Remember all those reports about the fast melting Antarctic ice shelves? A new study - based on real measurements, not computer models - by researchers from the Norwegian Polar Institute published in the journal Geophysical Letters shows that they we wrong:
“It has been unclear, until now, how much warm deep water rises below the Fimbul Ice shelf, and previous ocean models, focusing on the circulation below the Fimbul Ice Shelf, have predicted temperatures and melt rates that are too high, suggesting a significant mass loss in this region that is actually not taking place as fast as previously thought,” said lead author of the study and PhD student at the Norwegian Polar Institute (NPI), Tore Hattermann.
The Fimbul Ice Shelf – located along eastern Antarctica in the Weddell Sea – is the sixth largest of the forty-three ice shelves that dapple Antarctica’s perimeter. Both its size and proximity to the Eastern Antarctic Ice Sheet – the largest ice sheet on Earth, which if it melted, could lead to extreme changes in sea level – have made the Fimbul Ice Shelf an attractive object of study.

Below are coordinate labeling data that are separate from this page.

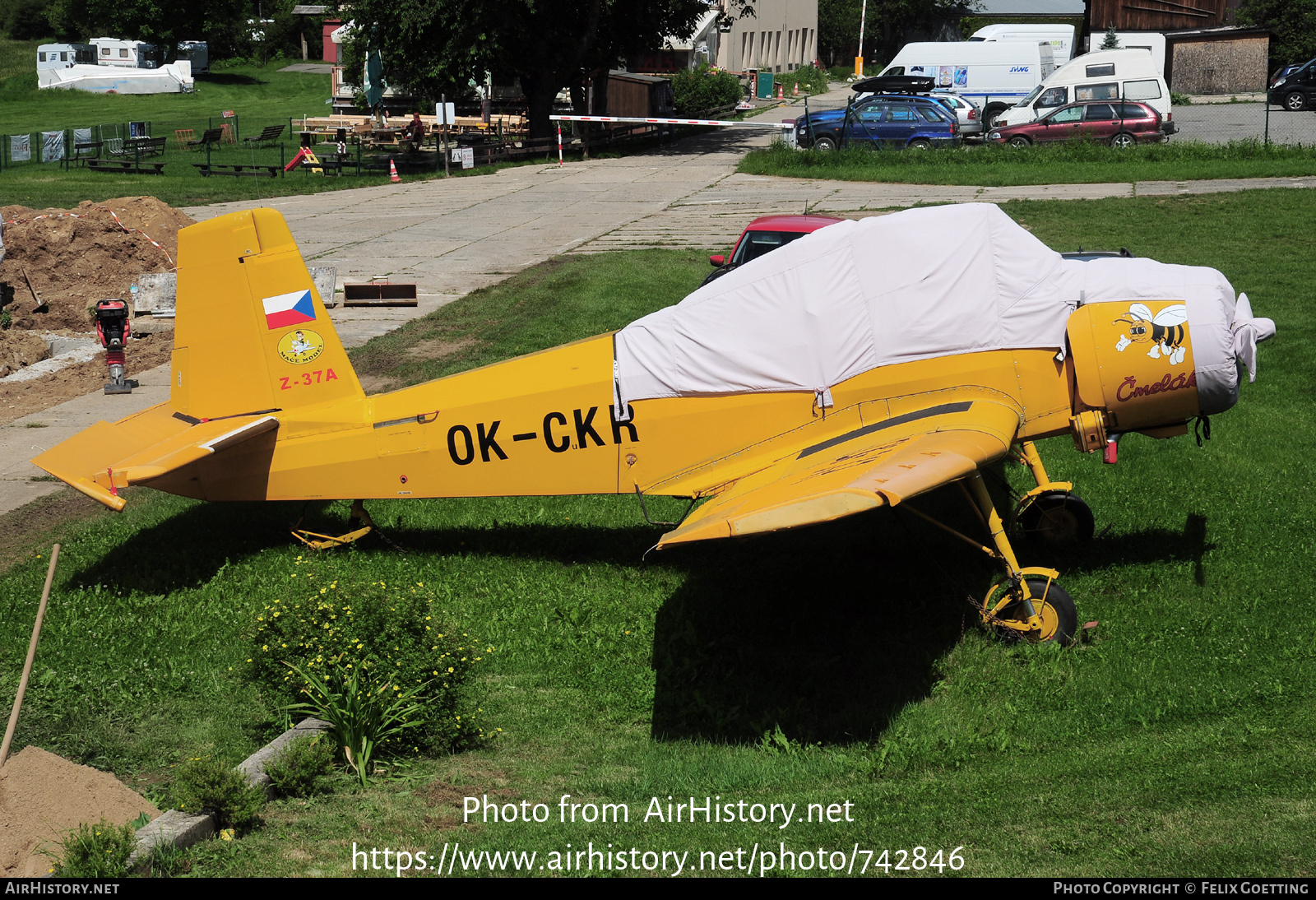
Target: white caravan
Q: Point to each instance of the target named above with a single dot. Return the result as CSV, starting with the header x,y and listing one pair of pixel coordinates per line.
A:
x,y
991,74
63,55
127,54
1061,37
1151,41
1101,75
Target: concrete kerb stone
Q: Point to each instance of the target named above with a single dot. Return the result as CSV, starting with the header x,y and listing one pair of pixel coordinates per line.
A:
x,y
253,768
181,829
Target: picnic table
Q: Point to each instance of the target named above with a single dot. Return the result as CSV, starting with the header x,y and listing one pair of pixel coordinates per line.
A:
x,y
249,170
125,166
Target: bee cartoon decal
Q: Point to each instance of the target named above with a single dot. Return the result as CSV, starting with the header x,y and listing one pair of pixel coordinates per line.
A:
x,y
1165,331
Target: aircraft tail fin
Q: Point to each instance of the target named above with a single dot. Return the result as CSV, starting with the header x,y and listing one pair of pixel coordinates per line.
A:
x,y
252,333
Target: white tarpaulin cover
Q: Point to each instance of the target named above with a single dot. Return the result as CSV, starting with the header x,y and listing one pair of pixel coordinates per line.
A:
x,y
850,298
915,285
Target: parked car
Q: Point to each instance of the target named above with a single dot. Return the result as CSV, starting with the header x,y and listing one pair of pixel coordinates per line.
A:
x,y
966,112
765,234
1116,124
1294,87
882,120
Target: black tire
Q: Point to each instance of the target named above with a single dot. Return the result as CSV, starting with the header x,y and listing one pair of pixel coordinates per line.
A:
x,y
1057,518
1059,616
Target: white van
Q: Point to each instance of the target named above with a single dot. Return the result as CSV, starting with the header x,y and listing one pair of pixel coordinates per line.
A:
x,y
1061,37
991,74
63,55
1101,75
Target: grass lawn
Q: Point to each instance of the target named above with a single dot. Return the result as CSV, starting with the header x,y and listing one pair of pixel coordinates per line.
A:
x,y
828,665
1057,164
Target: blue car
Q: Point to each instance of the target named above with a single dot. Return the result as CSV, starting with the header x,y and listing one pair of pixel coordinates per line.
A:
x,y
881,121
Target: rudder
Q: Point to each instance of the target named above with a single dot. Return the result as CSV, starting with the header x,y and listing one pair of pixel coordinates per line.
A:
x,y
252,333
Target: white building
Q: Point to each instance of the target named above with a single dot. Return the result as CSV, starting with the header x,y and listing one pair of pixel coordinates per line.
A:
x,y
780,37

The team is the first to provide direct, observational evidence that the Fimbul Ice Shelf is melting from underneath by three, equally important processes. Their results confirm a 20-year-old theory about how ice shelves melt that, until now, was too complex to be further investigated with models that had no direct observations for comparison. These processes likely apply to other areas of Antarctica, primarily the eastern half because of its similar water and wind circulation patterns, Hattermann said.--
It turns out that past studies, which were based on computer models without any direct data for comparison or guidance, overestimate the water temperatures and extent of melting beneath the Fimbul Ice Shelf. This has led to the misconception, Hattermann said, that the ice shelf is losing mass at a faster rate than it is gaining mass, leading to an overall loss of mass. The model results were in contrast to the available data from satellite observations, which are supported by the new measurements.
The team’s results show that water temperatures are far lower than computer models predicted, which means that the Fimbul Ice Shelf is melting at a slower rate. Perhaps indicating that the shelf is neither losing nor gaining mass at the moment because ice buildup from snowfall has kept up with the rate of mass loss, Hattermann said.
“Our data shows what needs to be included in the next generation models, in order to be able to do a good job in predicting future melt rates,” Hattermann said.